Category Archives: Topics

OPKO Oxyntomodulin Ph2 Data; Is It Commercially Viable?

Today, OPKO announced positive topline results from the Ph2 dose-escalation trial of OPK88003 in obese T2DM patients. OPK88003 is QW injectable oxyntomodulin analog (GCG/GLP-1 dual agonist). Recall, OPKO gained rights to OPK88003 (previously TT401) when it acquired Transition Therapeutics in June 2016, after Lilly opted out of further developing the drug.

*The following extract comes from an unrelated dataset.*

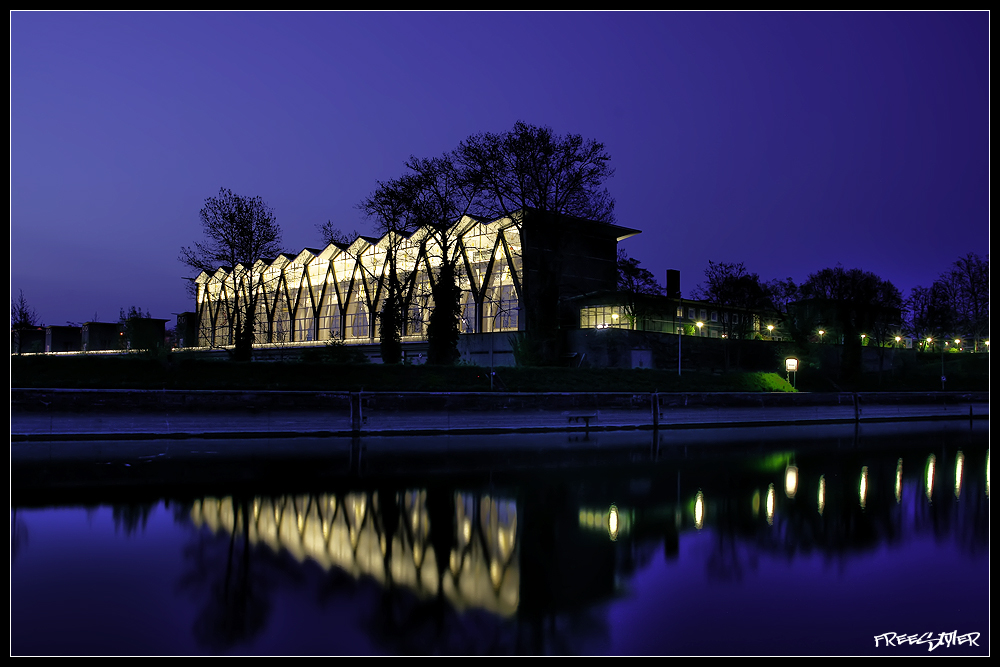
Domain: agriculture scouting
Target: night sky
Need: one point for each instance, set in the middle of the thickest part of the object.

Below, FENIX provides thoughts on the commercial viability of OPK88003 in the context of Lilly’s tirzepatide and Novo/Sanofi’s decisions to pursue triple-agonists over dual-agonists.

About The Author

Matthew Maryniak

|
President of Fenix Group International

Matthew has been a thought leader in the high-growth therapeutic areas of diabetes and cardiovascular medicine since 2006, making regular attendance at large and small CV/met scientific meetings and an architect of novel methods for assessing market opportunities. He has over a decade of experience in leading CV/met consulting engagements, is a published author in PM360 and Diabetes Technology & Therapeutics, and has been quoted in The Pink Sheet on anti-thrombotics.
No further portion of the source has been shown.